Banking regulators should drop a proposal for a long-term debt requirement for banks with more than $100 billion and instead pursue options that give banks more flexibility to adopt requirements that better reflect their size and structure, the American Bankers Association said today in a letter to the Federal Reserve, FDIC and the Office of the Comptroller of the Currency.
Under the proposed rule, a covered bank would be required to have a minimum outstanding amount of eligible long-term debt that is at least 6% of the institution’s total risk-weighted assets, 2.5% of its total leverage exposure (if it is required to maintain a minimum supplementary leverage ratio) or 3.5% of its average total consolidated assets, whichever is greater. In its letter, ABA said the proposal strays from a 2018 law that requires banking regulations to be tailored according to an institution’s size, risk and complexity. The association suggested the agencies eliminate the internal long-term debt requirement and instead allow a covered entity the option to comply either with an external requirement at the holding company level or with an internal or external requirement at the institution level, but not require both.
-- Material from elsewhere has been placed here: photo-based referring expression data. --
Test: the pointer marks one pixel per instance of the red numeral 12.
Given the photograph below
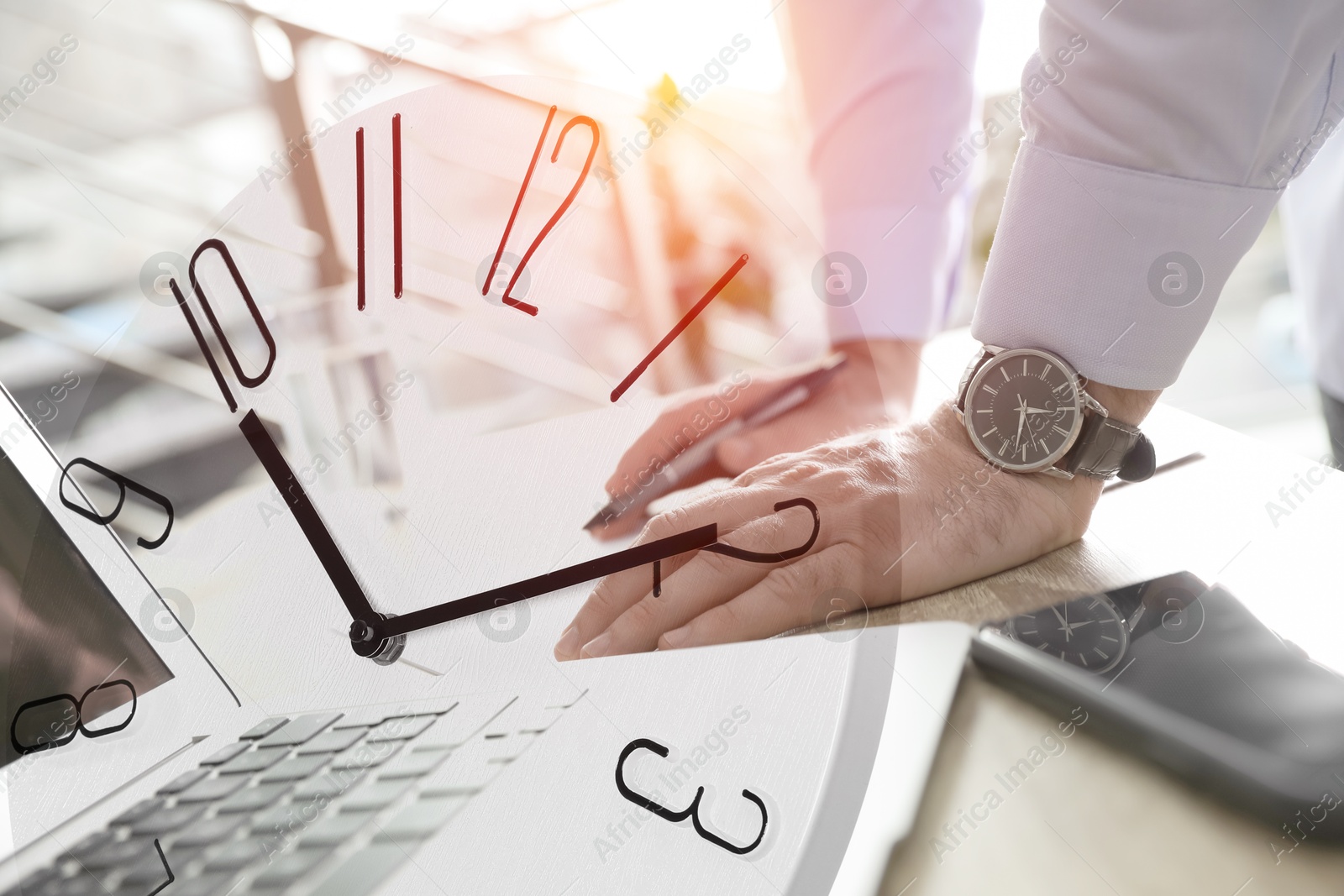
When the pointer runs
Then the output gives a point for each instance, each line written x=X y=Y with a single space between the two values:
x=546 y=228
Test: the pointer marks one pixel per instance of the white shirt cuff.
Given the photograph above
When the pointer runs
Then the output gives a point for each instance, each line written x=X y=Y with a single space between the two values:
x=1113 y=269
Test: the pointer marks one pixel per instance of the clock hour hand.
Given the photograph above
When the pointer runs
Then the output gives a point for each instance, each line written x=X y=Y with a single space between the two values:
x=370 y=634
x=319 y=537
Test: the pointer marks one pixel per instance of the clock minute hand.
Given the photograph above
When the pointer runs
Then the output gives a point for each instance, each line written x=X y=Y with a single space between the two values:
x=369 y=636
x=347 y=586
x=503 y=595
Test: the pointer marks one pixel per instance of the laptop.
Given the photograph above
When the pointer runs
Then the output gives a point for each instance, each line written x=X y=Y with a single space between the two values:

ABA further suggested that banking regulators not impose a particular resolution strategy on banks but instead preserve the option to continue to develop existing resolution strategies and plans if a compliant long-term debt requirement can be issued without interfering with them. It recommended that agencies analyze the market effects of including both Category III and Category IV banks in the proposed rule. Also, it said that the agencies should acknowledge and consider the important distinctions among different types of deposits—insured and uninsured—and their importance to the banking system and economy, and should not broadly discourage the acceptance of uninsured deposits.